The term didn’t really come into use at all until American Communist Party leader Jay Lovestone began using it in the 1920s. He used it as an excuse to to explain to Soviet leader Josef Stalin why the “so-called universal laws of Marxism” weren’t taking hold in the United States.
“In fact,” Jouet said in a recent interview, “that did not sit well with Stalin, and this contributed to Lovestone being kicked out of the Communist Party.”
Academics went on to use the term to describe how U.S. history, culture and society make the country so different from other advanced nations—from the legal and political systems to economics, race relations and religious attitudes, Jouet says.
He traces Trump’s rise to the full flowering of Christian fundamentalism, anti-intellectualism, radical anti-governmentalism and racial resentment — themes that were not new but until more recently were much less prominent.
The more celebrated aspects of this nation’s exceptionalism, adopted by other democracies —freedom of religion, women’s rights and demographic diversity, social welfare—started to be dismantled in the U.S. around the Reagan years, Jouet says. The result is the rise of a strengthened nativism, nationalism, anti-immigrant sentiment, distrust of institutions, lack of empathy for the poor, disdain for education and the rise of “alternative facts.”

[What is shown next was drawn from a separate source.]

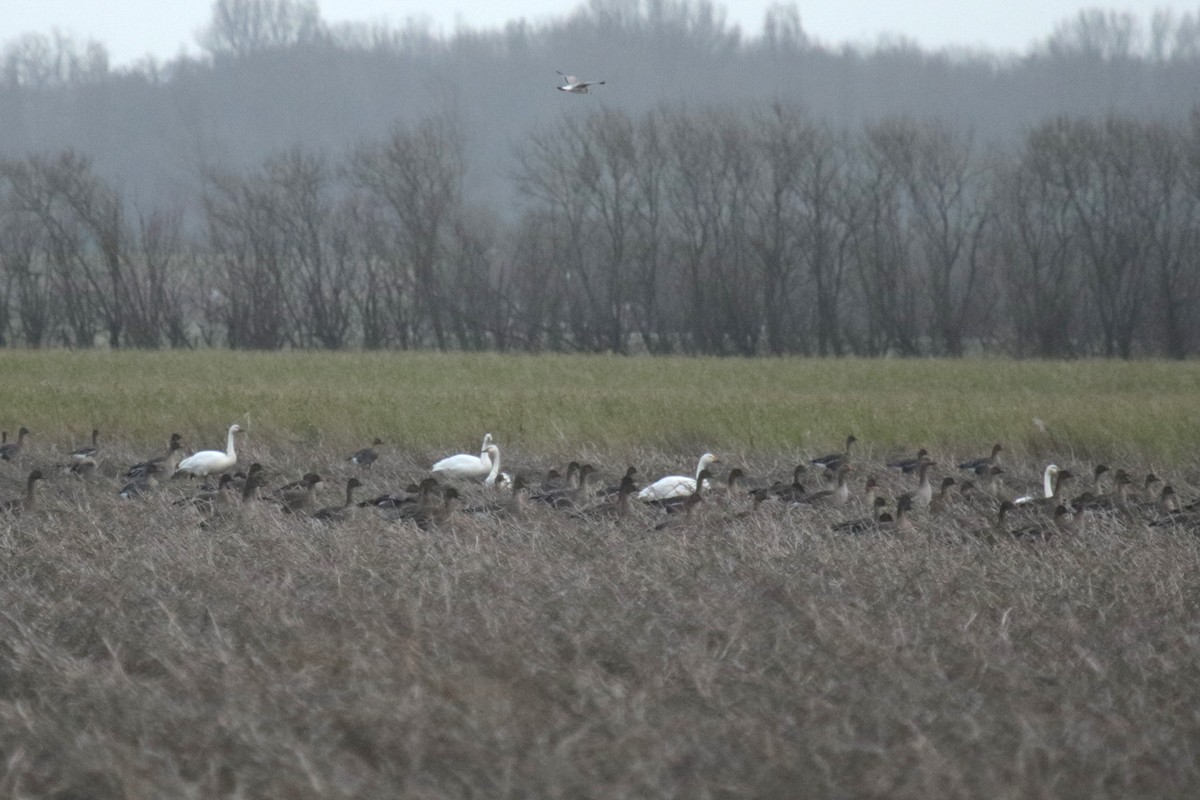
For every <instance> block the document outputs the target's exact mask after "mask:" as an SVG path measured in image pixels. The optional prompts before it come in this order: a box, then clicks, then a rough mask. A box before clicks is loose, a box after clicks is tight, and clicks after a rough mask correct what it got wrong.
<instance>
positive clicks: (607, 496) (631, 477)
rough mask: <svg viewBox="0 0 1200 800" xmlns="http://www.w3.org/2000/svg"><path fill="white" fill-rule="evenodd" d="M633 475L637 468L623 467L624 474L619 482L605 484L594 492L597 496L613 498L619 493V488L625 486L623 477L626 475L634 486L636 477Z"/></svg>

“For example, today America is the only Western democracy to have the death penalty, and the only one to lack a universal health care system,” Jouet says. “These are not inherently good or bad things. It depends on how people think of the death penalty and universal health care.
“What I argue in my book is that the extraordinary polarization of modern America is a dimension of what American exceptionalism has historically meant.
“America is an exception because Americans are clashing over a broad range of issues that are either not controversial or are much less controversial in the modern Western world, such as whether people should have a basic right to modern health care, whether special interests should be allowed to spend unlimited money on political campaigns and on lobbying, whether climate change is a hoax or a scientific reality, whether women should have a right to abortion, whether contraception should be covered by people’s health insurance, whether creationism or evolution should be taught in public schools, whether people should have an unbridled right to bear arms, whether to have the death penalty, whether to have mass incarceration, whether it’s appropriate to introduce torture into Western civilization as a means of fighting terrorism.”
Europe has seen its own nationalist movements in the last year—from Brexit in the United Kingdom to Marine Le Pen’s near victory in the French presidential election—but Jouet notes that even the far-right parties in Western Europe aren’t fighting over a person’s right to health care.
Jouet’s book offers little solace to those uncomfortable with Trump’s vision of America’s return to greatness. He does, however, offer one positive, albeit tinged in irony.
American social problems “partly have roots in admirable aspects of American society, such as its tradition of religious liberty and egalitarianism, as well as the country’s remarkable demographic diversity,” Jouet says. “But these positive aspects of American exceptionalism can manifest themselves in inspiring, contradictory and self-destructive ways.”